Mathis D, Shoelson SE: Immunometabolism: an emerging frontier. Pearce EL: Metabolism in T cell activation and differentiation. Curr Opin Immunol. Tannahill GM, O'Neill LA: The emerging role of metabolic regulation in the functioning of Toll-like receptors and the NOD-like receptor Nlrp3.

FEBS Lett. Inoki K, Kim J, Guan KL: AMPK and mTOR in cellular energy homeostasis and drug targets. Annu Rev Pharmacol Toxicol. Nutsch K, Hsieh C: When T cells run out of breath: the HIF-1α story.

Powell JD, Pollizzi KN, Heikamp EB, Horton MR: Regulation of immune responses by mTOR. Annu Rev Immunol. Article PubMed Central PubMed Google Scholar. Procaccini C, Galgani M, De Rosa V, Matarese G: Intracellular metabolic pathways control immune tolerance. Trends Immunol. Gatza E, Wahl DR, Opipari AW, Sundberg TB, Reddy P, Liu C, Glick GD, Ferrara JL: Manipulating the bioenergetics of alloreactive T cells causes their selective apoptosis and arrests graft-versus-host disease.
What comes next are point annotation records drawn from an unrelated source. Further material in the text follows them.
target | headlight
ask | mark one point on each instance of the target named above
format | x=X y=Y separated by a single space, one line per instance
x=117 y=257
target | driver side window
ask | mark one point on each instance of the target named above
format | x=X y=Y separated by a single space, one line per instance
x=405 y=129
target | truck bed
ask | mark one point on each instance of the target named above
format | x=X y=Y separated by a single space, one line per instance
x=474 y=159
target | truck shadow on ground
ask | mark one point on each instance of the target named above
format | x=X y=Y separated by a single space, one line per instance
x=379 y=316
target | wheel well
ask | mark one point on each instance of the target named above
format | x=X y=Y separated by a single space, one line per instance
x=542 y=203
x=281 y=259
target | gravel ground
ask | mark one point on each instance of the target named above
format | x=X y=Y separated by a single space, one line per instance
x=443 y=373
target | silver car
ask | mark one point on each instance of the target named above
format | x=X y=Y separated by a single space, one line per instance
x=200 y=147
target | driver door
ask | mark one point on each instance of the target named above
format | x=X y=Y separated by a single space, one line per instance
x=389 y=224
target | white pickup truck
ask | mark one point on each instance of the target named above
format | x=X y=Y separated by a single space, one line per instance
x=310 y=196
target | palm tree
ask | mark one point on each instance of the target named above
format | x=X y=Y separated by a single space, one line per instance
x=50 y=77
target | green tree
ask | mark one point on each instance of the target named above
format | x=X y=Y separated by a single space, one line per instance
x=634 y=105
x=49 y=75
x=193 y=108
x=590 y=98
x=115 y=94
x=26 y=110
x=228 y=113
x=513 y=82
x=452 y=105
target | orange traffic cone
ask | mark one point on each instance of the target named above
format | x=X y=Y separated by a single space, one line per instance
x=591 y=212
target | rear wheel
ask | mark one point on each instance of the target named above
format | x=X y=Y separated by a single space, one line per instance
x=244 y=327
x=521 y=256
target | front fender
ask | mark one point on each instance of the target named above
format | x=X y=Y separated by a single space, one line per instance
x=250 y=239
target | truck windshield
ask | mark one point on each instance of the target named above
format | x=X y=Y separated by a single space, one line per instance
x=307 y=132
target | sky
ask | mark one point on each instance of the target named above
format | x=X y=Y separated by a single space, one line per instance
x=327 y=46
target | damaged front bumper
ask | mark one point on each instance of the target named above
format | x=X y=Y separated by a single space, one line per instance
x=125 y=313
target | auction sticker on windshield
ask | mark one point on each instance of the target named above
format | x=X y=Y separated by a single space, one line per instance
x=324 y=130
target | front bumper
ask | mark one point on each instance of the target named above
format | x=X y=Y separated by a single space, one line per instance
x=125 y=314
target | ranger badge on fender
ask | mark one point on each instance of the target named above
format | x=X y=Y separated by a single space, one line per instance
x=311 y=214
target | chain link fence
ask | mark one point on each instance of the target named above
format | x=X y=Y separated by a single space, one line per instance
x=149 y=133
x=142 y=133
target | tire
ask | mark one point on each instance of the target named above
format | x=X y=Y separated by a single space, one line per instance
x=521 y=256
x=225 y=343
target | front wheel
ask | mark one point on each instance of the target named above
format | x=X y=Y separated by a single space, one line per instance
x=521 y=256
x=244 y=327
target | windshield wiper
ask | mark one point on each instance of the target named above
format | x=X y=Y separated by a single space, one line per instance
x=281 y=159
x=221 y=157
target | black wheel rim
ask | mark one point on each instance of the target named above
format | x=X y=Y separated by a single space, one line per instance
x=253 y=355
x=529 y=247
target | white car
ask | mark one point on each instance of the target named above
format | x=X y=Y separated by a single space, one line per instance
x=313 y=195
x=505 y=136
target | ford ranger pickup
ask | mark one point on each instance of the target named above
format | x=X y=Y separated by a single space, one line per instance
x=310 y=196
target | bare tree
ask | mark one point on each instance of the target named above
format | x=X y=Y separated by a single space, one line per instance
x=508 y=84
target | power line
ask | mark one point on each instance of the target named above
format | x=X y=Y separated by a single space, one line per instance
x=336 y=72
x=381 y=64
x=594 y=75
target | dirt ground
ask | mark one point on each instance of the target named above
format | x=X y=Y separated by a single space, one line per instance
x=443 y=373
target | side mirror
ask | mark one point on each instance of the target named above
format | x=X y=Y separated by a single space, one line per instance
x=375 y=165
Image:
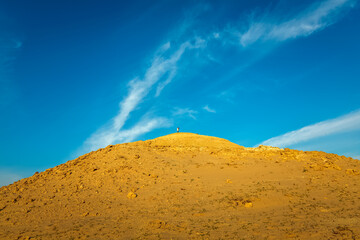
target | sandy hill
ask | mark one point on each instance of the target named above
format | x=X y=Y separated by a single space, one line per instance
x=187 y=186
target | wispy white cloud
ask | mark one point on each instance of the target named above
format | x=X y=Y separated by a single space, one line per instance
x=164 y=66
x=161 y=71
x=314 y=18
x=185 y=111
x=346 y=123
x=208 y=109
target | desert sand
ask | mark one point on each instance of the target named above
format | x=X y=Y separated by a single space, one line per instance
x=187 y=186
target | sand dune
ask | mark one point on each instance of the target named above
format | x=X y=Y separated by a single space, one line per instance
x=187 y=186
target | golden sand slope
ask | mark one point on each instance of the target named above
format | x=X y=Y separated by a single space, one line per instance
x=187 y=186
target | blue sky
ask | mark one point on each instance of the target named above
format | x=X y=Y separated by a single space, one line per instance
x=79 y=75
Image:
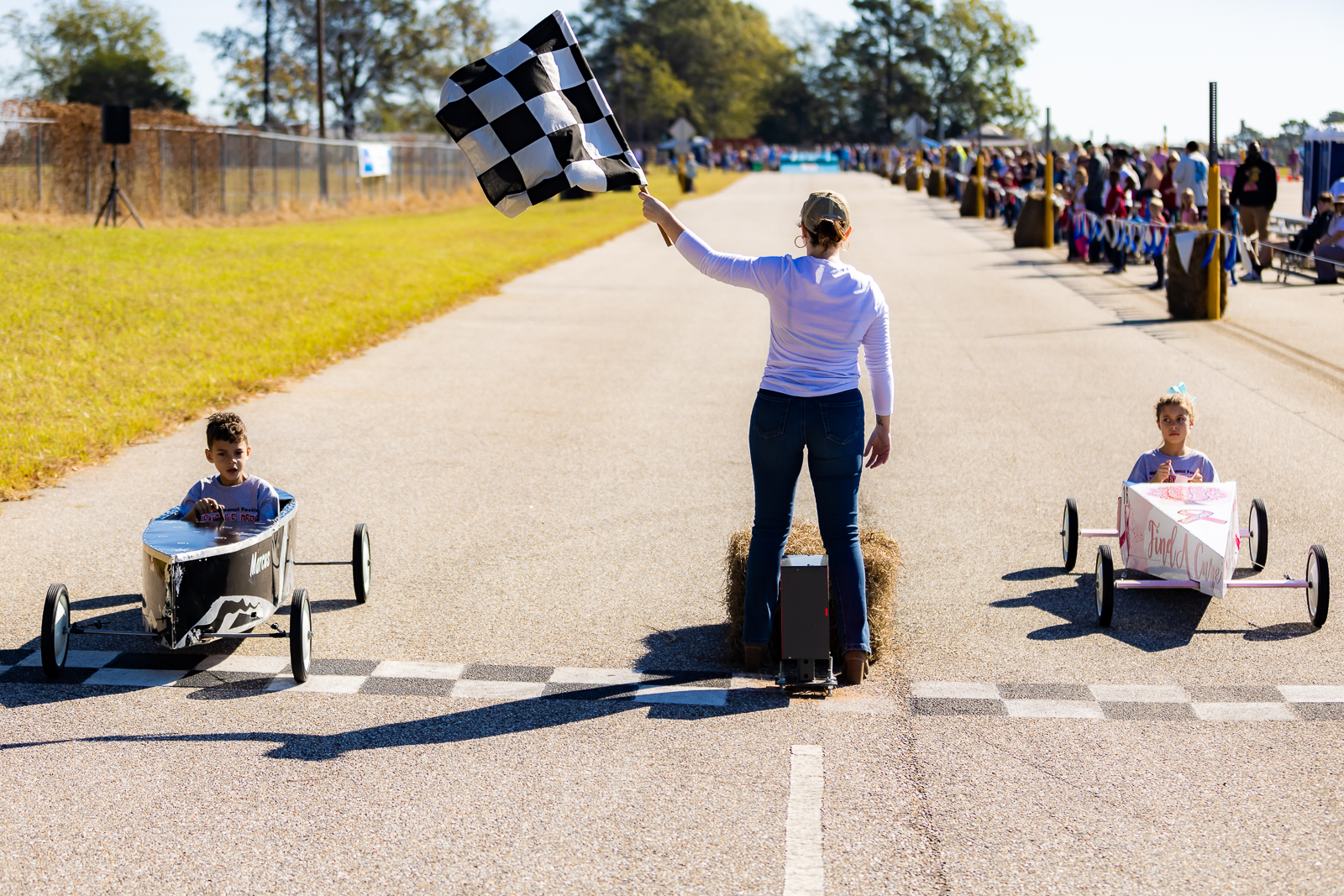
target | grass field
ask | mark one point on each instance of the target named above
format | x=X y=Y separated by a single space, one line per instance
x=109 y=338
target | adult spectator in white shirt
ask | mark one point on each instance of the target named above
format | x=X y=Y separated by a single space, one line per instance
x=1330 y=249
x=1193 y=174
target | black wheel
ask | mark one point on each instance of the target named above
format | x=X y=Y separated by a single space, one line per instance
x=55 y=631
x=1105 y=586
x=1257 y=524
x=300 y=634
x=1317 y=586
x=1068 y=535
x=362 y=563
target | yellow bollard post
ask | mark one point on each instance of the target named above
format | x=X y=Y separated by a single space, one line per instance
x=980 y=186
x=1215 y=265
x=1050 y=201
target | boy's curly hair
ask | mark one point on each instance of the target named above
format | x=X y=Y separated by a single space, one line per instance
x=1180 y=401
x=225 y=426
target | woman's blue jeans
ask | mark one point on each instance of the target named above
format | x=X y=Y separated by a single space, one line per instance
x=831 y=430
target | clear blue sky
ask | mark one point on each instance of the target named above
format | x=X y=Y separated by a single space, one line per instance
x=1086 y=65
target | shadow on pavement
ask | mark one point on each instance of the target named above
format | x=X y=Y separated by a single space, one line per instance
x=1151 y=621
x=1035 y=574
x=678 y=656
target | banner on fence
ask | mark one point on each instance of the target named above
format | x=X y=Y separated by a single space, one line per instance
x=375 y=160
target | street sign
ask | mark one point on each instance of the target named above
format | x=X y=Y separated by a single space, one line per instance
x=914 y=125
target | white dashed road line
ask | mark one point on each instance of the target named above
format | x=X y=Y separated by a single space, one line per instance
x=804 y=873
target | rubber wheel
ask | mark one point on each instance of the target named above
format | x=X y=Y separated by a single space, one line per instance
x=1068 y=535
x=55 y=631
x=1257 y=524
x=300 y=634
x=1317 y=586
x=1105 y=586
x=362 y=563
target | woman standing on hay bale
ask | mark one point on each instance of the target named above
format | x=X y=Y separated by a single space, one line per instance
x=822 y=312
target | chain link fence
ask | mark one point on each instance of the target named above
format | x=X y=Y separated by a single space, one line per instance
x=58 y=165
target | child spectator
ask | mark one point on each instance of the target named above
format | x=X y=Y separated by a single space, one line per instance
x=233 y=496
x=1167 y=188
x=1158 y=215
x=1117 y=208
x=1173 y=461
x=1189 y=211
x=1079 y=242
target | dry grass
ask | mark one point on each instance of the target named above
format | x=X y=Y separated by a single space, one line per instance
x=880 y=562
x=114 y=336
x=1187 y=291
x=289 y=212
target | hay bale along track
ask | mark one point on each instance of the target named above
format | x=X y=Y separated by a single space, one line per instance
x=1032 y=223
x=968 y=197
x=1187 y=291
x=880 y=563
x=934 y=183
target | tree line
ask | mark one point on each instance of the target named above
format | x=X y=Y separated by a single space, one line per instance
x=716 y=62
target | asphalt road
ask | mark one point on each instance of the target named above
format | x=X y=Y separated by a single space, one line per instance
x=551 y=476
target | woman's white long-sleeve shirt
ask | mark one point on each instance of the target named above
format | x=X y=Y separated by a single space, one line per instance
x=820 y=313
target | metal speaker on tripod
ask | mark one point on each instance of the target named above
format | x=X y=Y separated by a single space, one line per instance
x=116 y=132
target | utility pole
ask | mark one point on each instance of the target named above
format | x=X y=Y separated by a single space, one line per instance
x=1050 y=187
x=322 y=98
x=1214 y=270
x=265 y=76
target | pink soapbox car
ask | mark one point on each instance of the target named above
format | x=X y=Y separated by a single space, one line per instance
x=1186 y=535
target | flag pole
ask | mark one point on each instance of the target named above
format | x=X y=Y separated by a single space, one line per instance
x=665 y=238
x=644 y=188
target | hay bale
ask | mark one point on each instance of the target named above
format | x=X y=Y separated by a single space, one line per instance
x=1187 y=291
x=968 y=197
x=880 y=563
x=1032 y=223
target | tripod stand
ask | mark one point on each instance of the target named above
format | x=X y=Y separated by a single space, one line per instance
x=108 y=214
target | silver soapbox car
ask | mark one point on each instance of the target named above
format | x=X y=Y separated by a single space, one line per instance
x=205 y=580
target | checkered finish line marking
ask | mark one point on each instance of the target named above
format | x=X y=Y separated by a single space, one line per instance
x=1209 y=703
x=394 y=678
x=534 y=121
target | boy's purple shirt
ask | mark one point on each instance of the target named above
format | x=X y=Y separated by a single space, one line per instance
x=1148 y=464
x=253 y=500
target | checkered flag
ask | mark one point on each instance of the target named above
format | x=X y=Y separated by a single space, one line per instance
x=534 y=121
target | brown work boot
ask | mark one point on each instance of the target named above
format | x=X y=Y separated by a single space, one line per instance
x=757 y=656
x=855 y=665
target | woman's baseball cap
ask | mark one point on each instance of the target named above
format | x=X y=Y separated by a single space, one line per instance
x=826 y=204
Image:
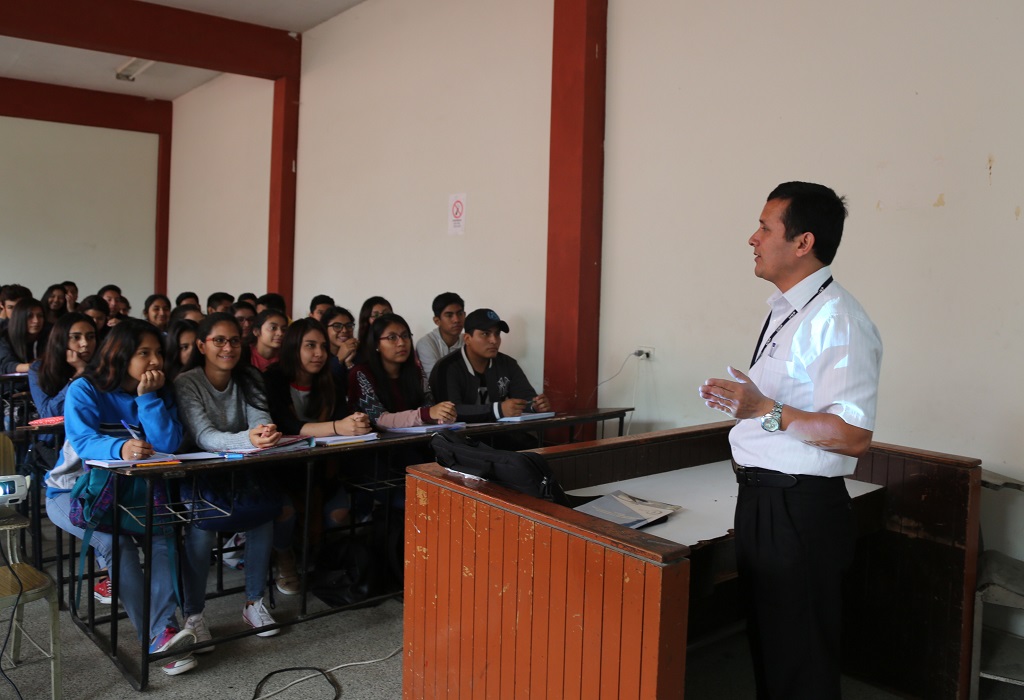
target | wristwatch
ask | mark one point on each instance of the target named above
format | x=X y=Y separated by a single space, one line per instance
x=773 y=420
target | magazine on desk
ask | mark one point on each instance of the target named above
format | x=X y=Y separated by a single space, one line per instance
x=627 y=510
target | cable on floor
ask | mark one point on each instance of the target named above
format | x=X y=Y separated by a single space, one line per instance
x=320 y=671
x=13 y=612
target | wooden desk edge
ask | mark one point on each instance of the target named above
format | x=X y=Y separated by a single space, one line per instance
x=643 y=545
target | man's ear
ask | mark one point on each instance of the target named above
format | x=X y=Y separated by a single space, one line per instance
x=805 y=244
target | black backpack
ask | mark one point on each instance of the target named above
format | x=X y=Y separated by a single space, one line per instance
x=524 y=472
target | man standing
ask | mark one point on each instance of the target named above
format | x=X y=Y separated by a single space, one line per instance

Sci Transl Med. Jones RG, Thompson CB: Revving the engine: signal transduction fuels T cell activation. Vander Heiden MG, Cantley LC, Thompson CB: Understanding the Warburg effect: the metabolic requirements of cell proliferation.

Summers SA, Yin VP, Whiteman EL, Garza LA, Cho H, Tuttle RL, Birnbaum MJ: Signaling pathways mediating insulin-stimulated glucose transport. Ann N Y Acad Sci. Frauwirth KA, Riley JL, Harris MH, Parry RV, Rathmell JC, Plas DR, Elstrom RL, June CH, Thompson CB: The CD28 signaling pathway regulates glucose metabolism.

Wofford JA, Wieman HL, Jacobs SR, Zhao Y, Rathmell JC: IL-7 promotes Glut1 trafficking and glucose uptake via STAT5-mediated activation of Akt to support T-cell survival.

Energy metabolism and inflammation searching for: Metabolic Mushroom Farming ResourcesNutritionSports science etc. Enfrgy is a series of life-sustaining chemical processes in each cell transforming Energy metabolism and inflammation calories inflammatino eat into metaboilsm to Emtabolism us alive. Simply put, metabolism takes place when the calories for dietary consumption combine with oxygen to release energy. For example, metabolism turns dietary fibre into short chain fatty acids SCFAsan essential component for liver function. Read more about the basics of metabolism on our blog. Metabolic health can be described as having ideal levels of blood sugar, triglycerides, high-density lipoprotein HDL cholesterol, blood pressure, and waist circumference, without using medications. Energy metabolism and inflammation Douglas Grilled onion recipes. Kominsky Energy metabolism and inflammation, Eric L. Campbell Enegry, Sean P. Colgan; Metabolic Shifts in Immunity and Inflammation. J Immunol 15 April ; 8 : — Sites of ongoing inflammation and triggered immune responses are characterized by significant changes in metabolic activity.